What Melbourne loved in 2012, part 5

Today it's Miles O'Neil, Stephen Nicolazzo and Shannon Woollard.

Stephen says how his experiences in 2012 "have changed me and allowed me to find a platform to express myself without censorship or fear".

The artists who break through the fear and trust that their unique voice is the only way to tell their story are the ones who keep appearing in favourite moments. So, on 12/12/12, let's declare our creative mantra for 2013: "Without censorship or fear".

Miles O'Neil
performer, singer, story teller


photo by Telia Nevile

MILES:
My favourite theatre experience was The Last Tuesday Society's Pimp My Play-A Streetcar Named Desire, some night in September at the Melbourne Fringe Hub. It was a beautifully run night full of wonderful performers trying things. I always love a Black Lung short piece, and a dance from Gabi Barton and Vachel Spirason. Finish it off with a conga line from Lessons with Luis and the sweet voice of Simone Page Jones and get Bron Batten serve it up with a bit of cream and a cherry on it and you've got my theatre sweet treat of 2012.

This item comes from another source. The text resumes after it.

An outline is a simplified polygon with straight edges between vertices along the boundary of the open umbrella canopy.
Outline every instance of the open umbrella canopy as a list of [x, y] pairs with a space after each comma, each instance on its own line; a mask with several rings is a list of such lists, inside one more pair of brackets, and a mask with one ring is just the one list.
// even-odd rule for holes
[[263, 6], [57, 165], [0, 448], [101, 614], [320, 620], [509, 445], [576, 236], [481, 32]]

SM: Miles, Jof and Glen left me hurting in The Suitcase Royale's Zombatland with its giant zombie wombats and pineapple doughnuts, but my moment is my ongoing meeting with Miles and Simone Page Jones in my car. In November, Miles and Simone released the most fucking gorgeous album: Home in Your Heart. Its ten original songs are melancholic but filled with hope and a love that's so close you can touch it with your fingertips. Each song draws you into its story and world, and the rather exquisite recording sounds like they're sitting next to and singing just for you. You can listen to three tracks here, then buy it  here.

photo by Pierre Baroni 


director


STEPHEN: Summertime in the Garden of Eden was the only theatrical experience of the year that inspired me to carry on as an artist and engage. Sisters Grimm are a unique force and, though I am biased, I feel that their work is intelligently crafted, razor sharp and odious in a way that not much theatre in Australia has been for many years. Having said that, my personal aesthetic and interest is completely present in their work, so it is a matter of taste and appreciation that influences my decision here.

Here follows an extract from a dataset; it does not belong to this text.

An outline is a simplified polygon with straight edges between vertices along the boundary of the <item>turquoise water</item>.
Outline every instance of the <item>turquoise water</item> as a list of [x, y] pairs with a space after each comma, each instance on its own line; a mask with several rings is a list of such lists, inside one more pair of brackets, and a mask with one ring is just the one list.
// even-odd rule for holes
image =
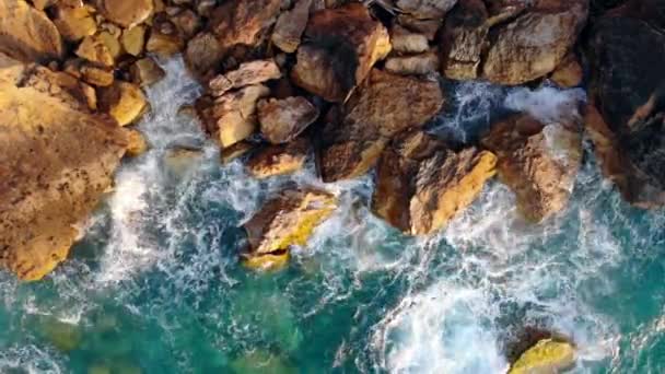
[[[176, 116], [198, 87], [179, 61], [149, 93], [153, 149], [127, 162], [72, 258], [46, 280], [0, 272], [0, 373], [503, 373], [523, 326], [572, 337], [574, 373], [665, 372], [665, 213], [621, 201], [590, 150], [569, 207], [524, 223], [501, 184], [439, 234], [372, 217], [372, 176], [325, 185], [341, 207], [290, 266], [249, 272], [238, 225], [313, 167], [258, 182], [221, 166]], [[491, 113], [556, 118], [579, 91], [451, 85], [433, 131], [465, 141]], [[170, 145], [203, 144], [170, 164]], [[588, 148], [588, 147], [587, 147]]]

I also loved Matt Lutton's production The Misconception of Oedipus and The Rabble's showing of The Picture of Dorian Gray at Theatre Works. Both of these pieces dissected the literary in such a magical theatrical way that I couldn't help but wonder how on earth the creatives involved had orchestrated these events.

This year was also a really big year for me as I had returned to Melbourne after many years living in Sydney and finally got a chance to produce the work I have always wanted to make.

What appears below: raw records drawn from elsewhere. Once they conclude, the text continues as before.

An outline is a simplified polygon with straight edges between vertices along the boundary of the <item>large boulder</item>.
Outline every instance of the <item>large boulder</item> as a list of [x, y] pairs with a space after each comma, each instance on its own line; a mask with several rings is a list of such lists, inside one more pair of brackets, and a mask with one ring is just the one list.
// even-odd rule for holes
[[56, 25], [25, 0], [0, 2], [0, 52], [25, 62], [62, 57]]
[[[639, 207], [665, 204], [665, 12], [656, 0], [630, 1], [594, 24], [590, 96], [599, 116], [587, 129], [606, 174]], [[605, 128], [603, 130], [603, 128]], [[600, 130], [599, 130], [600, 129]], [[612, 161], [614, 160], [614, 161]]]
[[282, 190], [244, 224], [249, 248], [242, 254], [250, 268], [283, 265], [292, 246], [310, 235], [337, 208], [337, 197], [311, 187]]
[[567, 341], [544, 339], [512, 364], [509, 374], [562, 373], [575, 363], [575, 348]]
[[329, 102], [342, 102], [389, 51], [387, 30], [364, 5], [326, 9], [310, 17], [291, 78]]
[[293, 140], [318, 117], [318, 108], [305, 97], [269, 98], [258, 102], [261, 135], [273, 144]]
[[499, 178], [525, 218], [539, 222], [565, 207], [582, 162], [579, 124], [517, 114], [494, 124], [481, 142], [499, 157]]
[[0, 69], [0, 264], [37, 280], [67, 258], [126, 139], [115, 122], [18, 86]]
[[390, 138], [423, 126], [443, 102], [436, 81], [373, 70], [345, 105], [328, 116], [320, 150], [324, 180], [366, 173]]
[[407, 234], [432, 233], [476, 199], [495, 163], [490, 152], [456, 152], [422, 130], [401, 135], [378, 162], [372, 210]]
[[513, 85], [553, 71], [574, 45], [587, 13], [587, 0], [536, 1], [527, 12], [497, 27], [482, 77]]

MKA'S sex.violence.blood.gore and now Psycho Beach Party have changed me and allowed me to find a platform to express myself without censorship or fear.

I also concur on the praise for Sarah Walker's photography this year. She really has captured the diversity and brevity of theatre in Melbourne unlike any other and hopefully will continue to document the contemporary history of our new theatre makers for years to come. I love her so much I flew her up to Sydney to shoot photos for Psycho Beach Party. I recommend every one to do this.

SM: sex.violence.blood.gore  sex.violence.blood.gore  sex.violence.blood.gore   sex.violence.blood.gore  sex.violence.blood.gore  sex.violence.blood.gore  sex.violence.blood.gore  sex.violence.blood.gore  sex.violence.blood.gore  sex.violence.blood.gore  sex.violence.blood.gore   sex.violence.blood.gore
Loved it to pieces and then more.

If you're in Sydney, there's a few more chances to see Stephen's Psycho Beach Party. It's at the Bondi Pavillion and features leopard print and Ash Flanders. Details here. The only reason I'm not upset that it's on in Sydney, is that we get it in January at Theatre Works.


actor, director


SHANNON: While it didn't quite enter the realm of perfection, I thought that Bridgette Burton's Rhonda is in Therapy (Baggage/Hoy Polloy at fortyfivedownstairs) came pretty close. My fave theatre moment this year would have to be watching Kelly Nash and Louise Crawford nail a critical scene. It's one of those scenes where you're not completely sure if someone is actually real. Genuine disconsolation floats – like a troublesome but intriguing ghost – right in front of you. Sometimes you read a script (I was pretty familiar with this one before I saw the show) and something evokes a very specific dramatic idea or mechanism. I saw that mechanism perfectly translated by director Wayne Pearn and the actors in this production.

SM: Last week I saw Shannon in Death of a Comedian at La Mama and loved being taken into the insecure backstage world of stand up comedians, but I think my favourite moment will be this weekend when I head to Williamstown for PlaySix, the annual short-play mini-festival he directs. Details here. And I'll get to hang out at the super-cute Willamstown Theatre where they sell packets of lollies and have old-school brocade-covered seats.